Saturday, 1 April 2017

A is for Astronomy and All Things in the Skies

Humans have always looked up to the skies and said, "That's cool. I wonder what's up there?" Myths and stories abound in every culture to explain the stars, the wandering stars (the Greeks called them "planets") and the mysterious dance of the Sun and the Moon. (Also, what's that big splotchy thing that looks like spilt milk?)

We're a naturally curious species. We like knowing as much as we can about everything about us. That includes the universe in which we reside.

Astronomy is the study of that universe we can observe.  Some consider astronomy the oldest of the natural sciences, starting with the measurement of time.

One of the really cool things about astronomy is that there is plenty of room for front-line work carried out by citizen scientists (like me). There is so much universe out there. From ground-based observations to data analysis from the many probes and other missions we send out there, there's plenty of work for the amateur astronomer. Comets, asteroids and even red dwarf stars are often discovered by citizen scientists.

But for the casual sky-watcher, there's plenty of fun to be had looking up with the naked eye. You don't need a fancy (expensive!) telescope to stargaze. Binoculars work fine, and there is nothing wrong with Mark-1 Eyeball observation.

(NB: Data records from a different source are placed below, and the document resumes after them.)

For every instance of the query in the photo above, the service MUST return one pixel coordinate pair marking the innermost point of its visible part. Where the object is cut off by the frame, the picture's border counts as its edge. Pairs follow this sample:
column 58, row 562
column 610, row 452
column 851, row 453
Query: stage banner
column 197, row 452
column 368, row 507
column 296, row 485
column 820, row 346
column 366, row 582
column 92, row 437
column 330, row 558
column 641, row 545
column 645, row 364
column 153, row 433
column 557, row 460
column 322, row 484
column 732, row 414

The constellation Orion is currently visible in our night sky from most of the planet. At the very least, become familiar with it, for it is a magnificent example of many really lovely things astronomers like to study.

It looks like this:

The bright red star at the top left is Betelgeuse, the bright blue star at the bottom right is Rigel. Orion's belt is the three stars in the middle, and his 'sword', hanging from his belt, is actually a nebula. Orion is plastered against an outer arm of the Milky Way galaxy.

I hope you have a chance to observe it before it passes out of our night sky by May. We'll cover more regarding Orion when O drifts around.

Which constellation is your favourite?

Her Grace has always loved astronomy and hopes you do too.


Clare said...

Thank you for this post. You're reignited my love of astronomy; something that fascinated me when I was at school. I'll be sure to look out for Orion's belt this month!! :D

Chris Votey said...

My Worldbuilding tutorial on my website, Map Making For Those Who Can't Draw, included making a star. One of these days I want to go into more discussion of stars, but one thing I did cover in my (other) Worldbuilding article on Gold, is that it is believed that Gold is form not within a star, but when two neutron stars collide. There is a lot to astronomy, even in Worldbuilding.


I am visiting from the Blogging A to Z challenge. We homeschool our children. Several years ago my oldest son took Astronomy for one of his science courses and really enjoyed it.